Nason Utty menjelaskan alasan tidak tertarik fraksinya untuk menempati posisi pimpinan alat kelengkapan dewan itu, salah satunya hasil pemilu 2019, penempatan di dalam pimpinan DPR Papua kali ini, tidak menarik bagi Fraksi Gabungan II Bangun Papua.

Apalagi, lanjut Nason Utty, hal itu diukur dari kinerja pimpinan, sehingga hal itu mengakibatkan pimpinan AKD baik Bapemperda, Bamus, Banggar dan BK DPR Papua tidak maksimal, terutama pengawalan terhadap UU Otsus Jilid II dimana antara Jakarta dan Papua tidak ada isinya.

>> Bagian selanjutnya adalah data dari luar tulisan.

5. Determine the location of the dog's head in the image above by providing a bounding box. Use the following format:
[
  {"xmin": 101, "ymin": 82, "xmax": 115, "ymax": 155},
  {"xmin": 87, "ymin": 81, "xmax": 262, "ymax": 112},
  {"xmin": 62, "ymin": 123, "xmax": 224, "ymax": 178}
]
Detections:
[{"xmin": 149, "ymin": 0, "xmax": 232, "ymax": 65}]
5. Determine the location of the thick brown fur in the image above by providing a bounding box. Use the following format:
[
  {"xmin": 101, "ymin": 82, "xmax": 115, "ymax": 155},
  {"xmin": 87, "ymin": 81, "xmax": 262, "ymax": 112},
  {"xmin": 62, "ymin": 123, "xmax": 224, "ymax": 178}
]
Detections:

Sebab, pada periode I kepemimpinan Lukas Enembe – Klemen Tinal, sangat jelas memperjuangkan UU Otsus Plus. Meski, Jakarta tidak tertarik dengan UU Otsus Plus, lanatran undang-undang itu belum berakhir.

Selain itu, MRP juga dalam hearing dialog atau dengar pendapat di setiap wilayah adat, menyatakan bahwa Otsus tidak berhasil. “Nah, irama itu tidak berhasil juga di DPR,” tandasnya.

Nason Utty juga mengungkapkan alasan ketidaktertarikan Fraksi Gabungan II Bangun Papua adalah Daerah Otonom Baru (DOB), bahkan yang paling fatal tidak didukung anggaran. Bahkan, provinsi induk diminta untuk membiayai ketiga DOB atau provinsi baru di Papua tersebut, padahal Pendapatn Asli Daerah (PAD) provinsi induk hanya sekitar Rp 1 triliun saja, tentu tidak akan mampu untuk membiayai ketiga provinsi baru itu.

“DAU kan jelas untuk membiayai pegawai dan lainnya, sedangkan DAK itu tergantung lobi. Itupun tergantung dari kinerja OPD dalam penyerapan anggaran yang ternyata minim, sehingga terpaksa dikembalikan ke pusat,” ungkapnya.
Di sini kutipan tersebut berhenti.